Delta Air Lines will make “modifications” to its SkyMiles frequent flier program after receiving negative feedback from customers to changes it announced this month, the company’s chief executive, Ed Bastian, said this week.
The Atlanta-based airline announced on Sept. 13 that it was making changes to the program starting next year. Rather than focusing on how many miles customers fly, the program would put an emphasis on how much money customers spend on Delta flights and purchases with the airline’s corporate partners, such as car rentals and hotels, to be eligible for Medallion elite status.
By increasing the amount of spending required, the airline was effectively making it harder for frequent fliers to benefit from the same top levels in the loyalty program.
For example, customers must spend about $3,000 on flights to qualify for Silver status, the lowest level.
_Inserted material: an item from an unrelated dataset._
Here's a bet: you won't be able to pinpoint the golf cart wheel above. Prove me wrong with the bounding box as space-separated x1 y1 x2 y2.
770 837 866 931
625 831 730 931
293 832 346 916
But with the changes announced this month, customers would have to spend twice as much for the same status starting on Jan. 1.
In addition, the company said that it would impose restrictions on how many times customers can access the airline’s SkyClub lounges in a year unless they spend $75,000 with their Delta American Express Reserve credit card.
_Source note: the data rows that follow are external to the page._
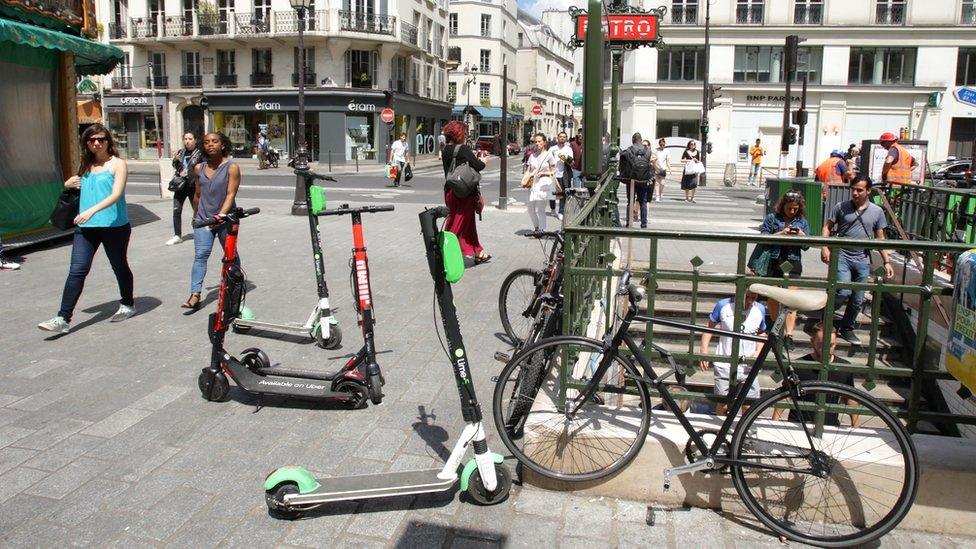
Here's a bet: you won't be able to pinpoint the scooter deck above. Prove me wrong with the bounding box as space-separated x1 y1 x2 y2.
285 469 457 505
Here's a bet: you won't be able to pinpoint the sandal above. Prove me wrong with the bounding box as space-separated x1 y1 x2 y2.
180 293 200 311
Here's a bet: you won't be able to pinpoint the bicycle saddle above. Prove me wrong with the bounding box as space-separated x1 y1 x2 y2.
749 284 827 311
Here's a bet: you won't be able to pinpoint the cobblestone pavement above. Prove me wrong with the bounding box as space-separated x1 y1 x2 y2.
0 195 971 547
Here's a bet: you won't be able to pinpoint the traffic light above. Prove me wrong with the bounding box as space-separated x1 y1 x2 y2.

Delta announced the changes as other airlines were retooling their loyalty programs, moving to qualify frequent travelers more by the money they spend and less according to the amount they fly.
But after receiving complaints from its customers, the company appeared poised to make an about-face this week.
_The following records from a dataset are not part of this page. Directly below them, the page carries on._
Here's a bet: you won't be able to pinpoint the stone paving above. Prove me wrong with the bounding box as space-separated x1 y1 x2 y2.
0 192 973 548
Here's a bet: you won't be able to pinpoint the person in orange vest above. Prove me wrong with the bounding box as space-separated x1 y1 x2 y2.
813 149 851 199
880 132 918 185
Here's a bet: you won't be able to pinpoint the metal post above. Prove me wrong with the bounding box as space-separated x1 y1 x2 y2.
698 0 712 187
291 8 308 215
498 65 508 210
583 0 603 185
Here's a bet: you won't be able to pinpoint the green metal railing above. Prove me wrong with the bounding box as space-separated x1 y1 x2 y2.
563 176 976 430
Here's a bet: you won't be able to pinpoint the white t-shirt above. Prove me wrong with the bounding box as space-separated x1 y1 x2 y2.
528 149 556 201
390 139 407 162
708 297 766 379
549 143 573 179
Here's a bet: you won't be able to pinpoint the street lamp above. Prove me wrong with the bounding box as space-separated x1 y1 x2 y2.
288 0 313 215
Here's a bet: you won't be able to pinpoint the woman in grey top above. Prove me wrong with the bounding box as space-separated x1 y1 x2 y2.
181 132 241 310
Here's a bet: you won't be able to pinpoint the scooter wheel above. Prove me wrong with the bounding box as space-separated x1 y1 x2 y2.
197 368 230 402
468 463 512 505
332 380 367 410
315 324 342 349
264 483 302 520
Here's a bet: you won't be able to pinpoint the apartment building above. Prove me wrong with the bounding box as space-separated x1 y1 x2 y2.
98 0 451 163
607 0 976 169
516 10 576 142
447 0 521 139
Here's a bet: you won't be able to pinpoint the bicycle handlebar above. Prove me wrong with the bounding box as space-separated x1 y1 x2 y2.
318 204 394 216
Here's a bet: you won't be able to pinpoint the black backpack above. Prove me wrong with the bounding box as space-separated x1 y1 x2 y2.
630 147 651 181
“I’ve received a lot of feedback,” Mr. Bastian said during a luncheon for the Rotary Club of Atlanta on Monday.
“I will tell you that we’re listening to the feedback,” he said, according to a video of a question-and-answer session that was posted on the club’s website. “We are reading the feedback. Our reservation agents are talking to customers that call in, and the feedback matters.”
A Delta spokeswoman confirmed that Mr. Bastian made the comments and said the company did not have anything further to share on the adjustments.
“We’re still assessing what we do, but there will be modifications that we will make,” Mr. Bastian said at the Rotary luncheon. “You’ll hear about it sometime over the next few weeks.”
While the changes that Delta announced seemed to be in keeping with a broader trend in the industry, Kyle Potter, executive editor of Thrifty Traveler, a travel and flight-deal website, said the customer response was different.
“It was almost two weeks straight of ‘I’m done flying Delta’ or ‘Should I cancel my Delta Amex card?’ from everyday travelers who previously stayed loyal to Delta almost by reflex,” Mr. Potter said on Thursday. “It was a national conversation about an airline’s elite status program. That just doesn’t happen — so when it does, you know something’s gone wrong.”
“Delta has clearly felt that,” he added, “and not just in social media comments or on message boards, but what it sees from its credit card partner, American Express.”